Für ihr "Society Harnessing Equipment (SHE)" haben Sie jetzt einen Innovationspreis erhalten. Wie soll ihre Erfindung helfen, Frauen vor Übergriffen zu schützen?

In die Unterwäsche sind Sensoren eingebaut, die auf Druck reagieren. Wird die Frau an der Brust angefasst - und dort fasst eigentlich jeder hin, der eine Frau unangemessen berühren will - wird ein Elektroschock ausgelöst. Außerdem wird automatisch eine SMS an die Polizei und an die Eltern gesendet. Da die Unterwäsche mit einem GPS-Sender ausgestattet ist, können sogar die Koordinaten des Ortes mitgeschickt werden, an dem sich die Frau befindet.

Und Sie denken, das hält einen möglichen Vergewaltiger davon ab, seinem Opfer etwas anzutun?

Die Stromschläge sind nicht gerade schwach. Ich selbst habe es ausprobiert und es hat ziemlich wehgetan. Man kann immer noch Spuren davon sehen. Wenn jemand nicht damit rechnet, werden ihm die plötzlichen Schmerzen einen riesigen Schreck einjagen. Und dann wird er von der Frau ablassen, da bin ich mir sicher.

Besteht keine Gefahr, dass die Frau auch etwas abbekommt?

Nein, die Unterwäsche besteht auf der Innenseite aus nicht-leitendem Stoff. Dieses Problem hatten wir relativ schnell gelöst. Viel schwieriger ist es, die Konstruktion noch etwas kleiner und waschbar zu machen - erst dann ist das Ganze wirklich alltagstauglich. Daran arbeiten wir gerade.

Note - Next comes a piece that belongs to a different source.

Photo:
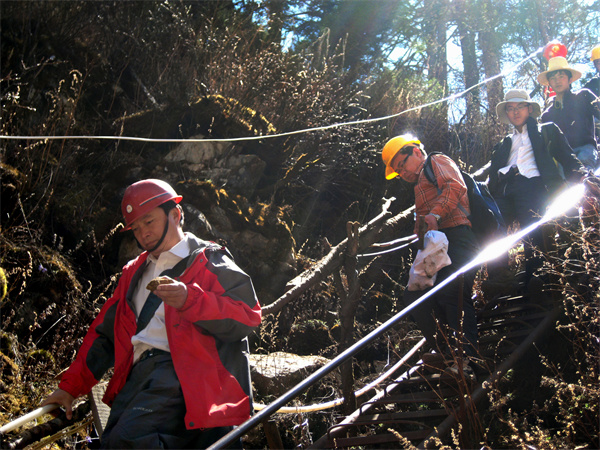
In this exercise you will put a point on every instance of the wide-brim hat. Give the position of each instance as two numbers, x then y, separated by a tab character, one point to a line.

Und wie wird verhindert, dass jeder, der die Frau im Gedränge versehentlich berührt, einen Elektroschock bekommt? Ganz ungefährlich ist Ihre Erfindung ja nicht.

Es muss natürlich ein gewisser Druck ausgeübt werden, damit die Sensoren einen Stromschlag auslösen. Die Frau kann den Mechanismus auch abschalten. Das ist wichtig für Situationen, in denen sie beispielsweise von Kindern umgeben ist. Ich schalte meine Test-Unterwäsche tagsüber im Büro aus - erst wenn ich das Gebäude abends verlasse, knipse ich sie an. Und dann fühle ich mich wirklich sicher.

Kriegen Sie finanzielle Unterstützung für die Weiterentwicklung des Prototyps?

Bislang haben wir alles selbst gemacht. Ich war anfangs auch sehr schüchtern und habe mich mit dem Projekt nicht wirklich an die Öffentlichkeit getraut. Vom Staat werden wir nach wie vor nicht gefördert. Aber seitdem wir den Preis gewonnen haben, gibt es Investoren, die sich an der Weiterentwicklung beteiligen möchten - so dass wir die Unterwäsche hoffentlich bald in den Verkauf bringen können.

Und wie wird Ihre außergewöhnliche Idee von der Zielgruppe aufgenommen?

Sehr gut. Seitdem mehrere indische Medien über uns berichtet haben, wenden sich immer wieder Frauen an uns, um nachzufragen, wo sie die Unterwäsche kaufen können.

Eigentlich ist es ja traurig, dass es eine so hohe Nachfrage nach ihrer Erfindung gibt.

Das stimmt. Ich wünsche mir, dass irgendwann keine Frau mehr das SHE braucht, um sich frei bewegen zu können. Doch im Moment geht es nicht anders. Die Maßnahmen, die Politik und Justiz ergreifen, sind zu schwach, um uns vor sexuellen Übergriffen zu schützen. Also müssen wir unser Schicksal selbst in die Hand nehmen.